JP6588261B2 - Insulation monitoring device and inverter device - Google Patents

Description

  The present invention relates to an insulation monitoring technique for monitoring a ground insulation resistance of an AC circuit.

  When insulation monitoring is performed, leakage current is measured using a zero-phase current transformer (ZCT). An example of a conventional insulation monitoring apparatus is shown in FIG. If leakage current is measured using a zero-phase current transformer (ZCT), the leakage current of harmonic components, capacitor components, and resistance is measured. The leakage current resulting from an accident or fire is a leakage current corresponding to the resistance, and the insulation leakage must be monitored by measuring the leakage current corresponding to the resistance.

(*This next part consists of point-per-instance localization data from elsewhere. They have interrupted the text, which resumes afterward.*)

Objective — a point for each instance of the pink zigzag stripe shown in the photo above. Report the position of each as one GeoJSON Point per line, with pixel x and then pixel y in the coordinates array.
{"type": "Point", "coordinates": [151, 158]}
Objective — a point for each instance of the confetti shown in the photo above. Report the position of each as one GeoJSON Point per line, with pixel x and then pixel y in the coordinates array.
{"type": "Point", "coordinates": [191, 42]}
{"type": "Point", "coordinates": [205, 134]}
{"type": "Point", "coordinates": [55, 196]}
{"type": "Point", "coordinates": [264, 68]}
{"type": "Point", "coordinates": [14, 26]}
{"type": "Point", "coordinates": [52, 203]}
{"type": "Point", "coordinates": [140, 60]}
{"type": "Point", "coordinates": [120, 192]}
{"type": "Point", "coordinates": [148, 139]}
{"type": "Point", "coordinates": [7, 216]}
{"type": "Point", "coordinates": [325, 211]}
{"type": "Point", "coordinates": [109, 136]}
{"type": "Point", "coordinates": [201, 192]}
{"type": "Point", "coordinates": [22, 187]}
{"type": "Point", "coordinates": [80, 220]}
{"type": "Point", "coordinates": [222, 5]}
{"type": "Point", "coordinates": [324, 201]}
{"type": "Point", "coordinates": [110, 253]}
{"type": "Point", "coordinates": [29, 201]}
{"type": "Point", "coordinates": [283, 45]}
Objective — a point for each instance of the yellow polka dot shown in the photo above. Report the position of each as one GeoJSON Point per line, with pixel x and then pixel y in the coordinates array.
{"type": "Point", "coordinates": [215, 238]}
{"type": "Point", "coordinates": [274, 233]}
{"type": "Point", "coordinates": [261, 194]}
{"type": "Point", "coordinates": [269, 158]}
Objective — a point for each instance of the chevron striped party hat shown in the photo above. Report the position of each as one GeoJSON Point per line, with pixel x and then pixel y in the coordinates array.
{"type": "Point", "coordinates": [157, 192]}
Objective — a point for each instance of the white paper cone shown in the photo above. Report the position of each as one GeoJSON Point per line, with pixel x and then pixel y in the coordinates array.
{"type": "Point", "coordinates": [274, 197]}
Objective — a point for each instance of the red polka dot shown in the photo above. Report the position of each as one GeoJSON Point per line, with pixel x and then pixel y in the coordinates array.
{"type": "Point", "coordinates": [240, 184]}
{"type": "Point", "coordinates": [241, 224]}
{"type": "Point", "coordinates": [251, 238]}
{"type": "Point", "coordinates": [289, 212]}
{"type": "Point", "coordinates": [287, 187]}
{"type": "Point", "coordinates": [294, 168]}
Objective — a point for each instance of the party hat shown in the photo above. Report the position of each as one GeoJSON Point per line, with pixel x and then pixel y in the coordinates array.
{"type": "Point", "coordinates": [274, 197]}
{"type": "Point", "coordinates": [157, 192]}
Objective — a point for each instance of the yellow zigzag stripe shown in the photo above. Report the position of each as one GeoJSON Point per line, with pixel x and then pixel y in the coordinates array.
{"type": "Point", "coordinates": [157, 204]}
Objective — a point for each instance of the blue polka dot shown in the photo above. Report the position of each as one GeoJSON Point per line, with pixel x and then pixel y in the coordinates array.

  As background art for performing conventional insulation monitoring, there are an injection method (Igr method) and a vector operation method (Ior method). Japanese Unexamined Patent Application Publication No. 2012-251817 (Patent Document 1) is a technique for performing insulation monitoring of an inverter device using a vector calculation method. This publication describes an insulation deterioration monitoring system that monitors insulation deterioration of ground insulation resistance based on the voltage, frequency, and zero-phase current of an AC circuit connected to an inductive load, and the control state of the inductive load An insulation deterioration monitoring system that has a monitoring means for monitoring the insulation deterioration and that monitors the insulation deterioration by a calculation means for calculating a leakage current corresponding to the ground insulation resistance based on the control state of the inductive load detected by the monitoring means. (See summary).

JP2012-251817A

  In an inverter device that drives a motor or an inductive load, an output frequency and an output voltage change every moment according to their rotational speed. In addition, the voltage and frequency do not completely match between the phases for controlling the output of the inverter. In the conventional vector calculation method, it was possible to grasp the insulation state by monitoring the voltage and leakage current of the stable commercial frequency circuit. However, when measuring with the output of the inverter, the inverter output changes every moment, so that there is a problem that the fundamental wave component and the harmonic component cannot be extracted and the leakage current cannot be measured correctly.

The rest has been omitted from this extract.